Le projet contient le rétablissement de la limitation à deux mandats de la fonction présidentielle. Elu pour la première fois en 1999, Abdelaziz Bouteflika avait supprimé lui-même cette limitation qui lui a permis de briguer un 3e puis un quatrième mandat et éveillé les soupçons d’une présidence à vie. Adoptée également la reconnaissance du berbère, pour lequel les militants berbéristes avaient été jetés en prison dans les années 80, comme langue officielle. Mais l’arabe demeure «la langue nationale officielle de l’Etat». Et l’Islam est consacré, à l’article 2 de la Constitution, religion de l’Etat.

Ce projet de loi suscite une grosse inquiétude auprès de la communauté algérienne à l’étranger notamment en raison d’un article 51 interdisant aux binationaux d’accéder aux hautes fonctions de l’Etat.

Ce projet, initialement prévu fin 2014, «consacre l’alternance démocratique par le moyen d’élections libres» et constitue «un rempart contre les aléas des changements politiques», a affirmé Abdelmalek Sellal. Il faisait allusion à des points de la Constitution qui ne peuvent être modifiés dans le cas par exemple d’une conquête du pouvoir par une majorité islamiste.
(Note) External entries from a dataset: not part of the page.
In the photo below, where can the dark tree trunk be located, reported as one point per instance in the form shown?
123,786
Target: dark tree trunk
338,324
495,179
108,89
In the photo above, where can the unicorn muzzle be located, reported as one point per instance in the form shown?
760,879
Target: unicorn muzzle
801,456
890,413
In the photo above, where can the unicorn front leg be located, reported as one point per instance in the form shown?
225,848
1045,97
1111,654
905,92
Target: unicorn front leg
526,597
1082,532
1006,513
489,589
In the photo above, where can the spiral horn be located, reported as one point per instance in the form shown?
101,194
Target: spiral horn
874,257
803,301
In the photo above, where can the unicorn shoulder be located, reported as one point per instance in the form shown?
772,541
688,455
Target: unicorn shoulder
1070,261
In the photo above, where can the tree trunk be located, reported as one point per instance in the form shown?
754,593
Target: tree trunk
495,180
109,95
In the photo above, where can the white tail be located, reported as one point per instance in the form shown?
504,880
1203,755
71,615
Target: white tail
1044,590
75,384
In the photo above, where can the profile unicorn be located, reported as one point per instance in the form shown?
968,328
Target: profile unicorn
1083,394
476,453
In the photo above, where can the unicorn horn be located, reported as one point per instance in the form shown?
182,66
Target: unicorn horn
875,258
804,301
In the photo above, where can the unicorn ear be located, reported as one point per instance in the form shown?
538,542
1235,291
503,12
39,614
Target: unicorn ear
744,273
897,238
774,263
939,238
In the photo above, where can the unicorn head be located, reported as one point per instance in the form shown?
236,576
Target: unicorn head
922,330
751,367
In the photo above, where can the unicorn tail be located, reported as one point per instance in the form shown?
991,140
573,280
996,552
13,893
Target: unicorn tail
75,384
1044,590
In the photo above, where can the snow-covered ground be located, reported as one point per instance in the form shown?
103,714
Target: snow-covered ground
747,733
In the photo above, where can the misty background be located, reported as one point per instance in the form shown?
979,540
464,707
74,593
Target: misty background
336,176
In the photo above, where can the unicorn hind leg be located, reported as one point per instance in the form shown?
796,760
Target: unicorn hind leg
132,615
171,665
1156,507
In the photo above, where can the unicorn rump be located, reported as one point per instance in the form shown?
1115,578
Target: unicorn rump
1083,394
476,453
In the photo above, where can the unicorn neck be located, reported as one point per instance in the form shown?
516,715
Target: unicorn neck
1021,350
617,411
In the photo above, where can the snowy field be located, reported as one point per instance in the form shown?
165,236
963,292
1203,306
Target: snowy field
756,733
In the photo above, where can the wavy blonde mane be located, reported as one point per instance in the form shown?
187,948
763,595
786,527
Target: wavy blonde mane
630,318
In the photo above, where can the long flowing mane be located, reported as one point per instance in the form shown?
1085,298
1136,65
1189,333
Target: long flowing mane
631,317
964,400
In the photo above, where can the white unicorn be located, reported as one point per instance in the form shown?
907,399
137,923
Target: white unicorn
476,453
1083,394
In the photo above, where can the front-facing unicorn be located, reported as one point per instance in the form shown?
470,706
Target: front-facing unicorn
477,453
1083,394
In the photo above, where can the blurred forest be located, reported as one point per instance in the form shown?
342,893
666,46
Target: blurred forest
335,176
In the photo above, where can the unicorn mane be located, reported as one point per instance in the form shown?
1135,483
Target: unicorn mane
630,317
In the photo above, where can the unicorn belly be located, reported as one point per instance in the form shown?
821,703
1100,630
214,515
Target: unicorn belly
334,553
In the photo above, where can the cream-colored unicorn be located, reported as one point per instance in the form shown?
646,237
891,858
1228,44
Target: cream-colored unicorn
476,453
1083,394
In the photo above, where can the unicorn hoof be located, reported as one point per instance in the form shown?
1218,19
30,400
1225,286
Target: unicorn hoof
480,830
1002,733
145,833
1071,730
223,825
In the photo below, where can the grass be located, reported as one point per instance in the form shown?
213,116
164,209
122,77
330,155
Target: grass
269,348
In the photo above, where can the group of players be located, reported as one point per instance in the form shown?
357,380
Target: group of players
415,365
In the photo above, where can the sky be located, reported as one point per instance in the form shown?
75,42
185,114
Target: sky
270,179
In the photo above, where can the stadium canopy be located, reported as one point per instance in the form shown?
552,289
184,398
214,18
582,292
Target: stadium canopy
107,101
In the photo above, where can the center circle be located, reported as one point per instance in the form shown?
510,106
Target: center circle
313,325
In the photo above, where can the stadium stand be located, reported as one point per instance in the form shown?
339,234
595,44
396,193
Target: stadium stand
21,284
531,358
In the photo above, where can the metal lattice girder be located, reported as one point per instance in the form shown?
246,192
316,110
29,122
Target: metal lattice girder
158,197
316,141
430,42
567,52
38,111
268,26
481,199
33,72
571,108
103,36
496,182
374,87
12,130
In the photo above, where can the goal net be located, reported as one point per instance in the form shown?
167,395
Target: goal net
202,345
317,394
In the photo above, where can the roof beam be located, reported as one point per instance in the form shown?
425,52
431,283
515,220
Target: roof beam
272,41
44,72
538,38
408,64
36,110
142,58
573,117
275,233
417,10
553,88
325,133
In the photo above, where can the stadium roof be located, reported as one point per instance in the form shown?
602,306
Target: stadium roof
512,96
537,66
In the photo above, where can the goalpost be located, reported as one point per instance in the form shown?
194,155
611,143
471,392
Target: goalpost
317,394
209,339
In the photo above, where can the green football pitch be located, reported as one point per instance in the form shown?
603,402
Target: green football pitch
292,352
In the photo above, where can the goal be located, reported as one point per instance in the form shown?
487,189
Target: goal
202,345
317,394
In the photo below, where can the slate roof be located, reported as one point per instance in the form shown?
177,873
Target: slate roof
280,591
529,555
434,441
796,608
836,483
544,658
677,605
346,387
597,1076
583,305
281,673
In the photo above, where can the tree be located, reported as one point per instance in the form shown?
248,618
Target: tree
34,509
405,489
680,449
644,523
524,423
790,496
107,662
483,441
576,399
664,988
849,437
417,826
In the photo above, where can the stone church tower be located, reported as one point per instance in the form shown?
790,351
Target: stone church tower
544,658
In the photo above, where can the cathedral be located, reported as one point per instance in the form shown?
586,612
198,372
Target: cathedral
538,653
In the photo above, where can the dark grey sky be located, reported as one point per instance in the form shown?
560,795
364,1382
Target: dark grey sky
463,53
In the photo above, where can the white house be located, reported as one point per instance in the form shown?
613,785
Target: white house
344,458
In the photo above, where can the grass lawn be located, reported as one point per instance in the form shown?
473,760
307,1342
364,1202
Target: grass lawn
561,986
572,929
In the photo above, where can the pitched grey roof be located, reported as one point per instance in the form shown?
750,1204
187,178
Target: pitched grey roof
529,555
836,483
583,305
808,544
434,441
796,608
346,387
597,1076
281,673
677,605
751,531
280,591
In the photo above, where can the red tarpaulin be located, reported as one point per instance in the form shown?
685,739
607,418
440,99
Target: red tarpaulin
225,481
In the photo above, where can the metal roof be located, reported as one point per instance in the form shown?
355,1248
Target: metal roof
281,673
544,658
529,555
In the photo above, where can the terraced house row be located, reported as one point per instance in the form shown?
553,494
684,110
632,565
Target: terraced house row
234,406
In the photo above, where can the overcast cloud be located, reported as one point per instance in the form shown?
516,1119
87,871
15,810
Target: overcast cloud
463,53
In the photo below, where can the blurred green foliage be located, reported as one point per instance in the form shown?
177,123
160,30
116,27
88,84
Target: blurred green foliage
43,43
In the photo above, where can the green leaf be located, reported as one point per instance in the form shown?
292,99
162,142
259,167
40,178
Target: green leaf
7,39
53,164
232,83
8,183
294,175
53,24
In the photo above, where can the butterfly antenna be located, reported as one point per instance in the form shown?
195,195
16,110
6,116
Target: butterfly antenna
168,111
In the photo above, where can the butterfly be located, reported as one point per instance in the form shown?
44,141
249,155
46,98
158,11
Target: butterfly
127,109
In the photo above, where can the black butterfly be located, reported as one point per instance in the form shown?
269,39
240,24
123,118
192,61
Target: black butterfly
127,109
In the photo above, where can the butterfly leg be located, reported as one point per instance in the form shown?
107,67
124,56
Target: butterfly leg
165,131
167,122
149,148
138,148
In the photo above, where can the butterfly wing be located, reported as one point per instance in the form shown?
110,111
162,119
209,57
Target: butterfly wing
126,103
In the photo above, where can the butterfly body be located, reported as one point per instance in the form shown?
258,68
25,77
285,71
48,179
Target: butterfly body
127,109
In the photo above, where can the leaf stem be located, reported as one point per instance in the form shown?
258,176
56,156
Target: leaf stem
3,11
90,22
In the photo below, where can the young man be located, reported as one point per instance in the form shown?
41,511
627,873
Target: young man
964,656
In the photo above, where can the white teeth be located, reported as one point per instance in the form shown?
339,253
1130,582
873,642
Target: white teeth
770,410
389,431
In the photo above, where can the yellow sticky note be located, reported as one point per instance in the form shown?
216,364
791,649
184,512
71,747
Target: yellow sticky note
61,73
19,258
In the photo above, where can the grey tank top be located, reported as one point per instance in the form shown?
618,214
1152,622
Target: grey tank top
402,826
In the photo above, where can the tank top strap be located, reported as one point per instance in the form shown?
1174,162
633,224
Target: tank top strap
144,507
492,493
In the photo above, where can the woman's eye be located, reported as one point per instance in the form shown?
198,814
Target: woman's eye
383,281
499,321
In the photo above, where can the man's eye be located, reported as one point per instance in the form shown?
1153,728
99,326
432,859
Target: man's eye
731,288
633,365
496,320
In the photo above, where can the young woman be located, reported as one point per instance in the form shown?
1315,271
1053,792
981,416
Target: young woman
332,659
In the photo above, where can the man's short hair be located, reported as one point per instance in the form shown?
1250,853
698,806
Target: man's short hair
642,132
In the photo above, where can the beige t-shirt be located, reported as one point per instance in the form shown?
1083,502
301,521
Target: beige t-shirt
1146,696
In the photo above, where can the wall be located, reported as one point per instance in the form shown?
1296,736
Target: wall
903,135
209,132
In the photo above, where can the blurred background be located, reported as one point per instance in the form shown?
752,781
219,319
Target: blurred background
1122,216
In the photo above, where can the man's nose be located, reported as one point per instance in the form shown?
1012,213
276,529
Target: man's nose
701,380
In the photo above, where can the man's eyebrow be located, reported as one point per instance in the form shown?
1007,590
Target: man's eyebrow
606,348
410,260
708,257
Abdelaziz Bouteflika, 78 ans, n’a pas assisté à la réunion des parlementaires qui s’est déroulée, au club des Pins. A l’issue du congrès le président algérien a adressé un long message écrit diffusé par l’agence officielle de presse dans lequel il se félicite de la «démocratie» algérienne. «En ce jour historique, il m’est particulièrement agréable de saluer le sens élevé de la responsabilité, du patriotisme et la clairvoyance dont ont fait preuve, résolument, les membres du Parlement, toutes tendances politiques et tous courants idéologiques confondus…».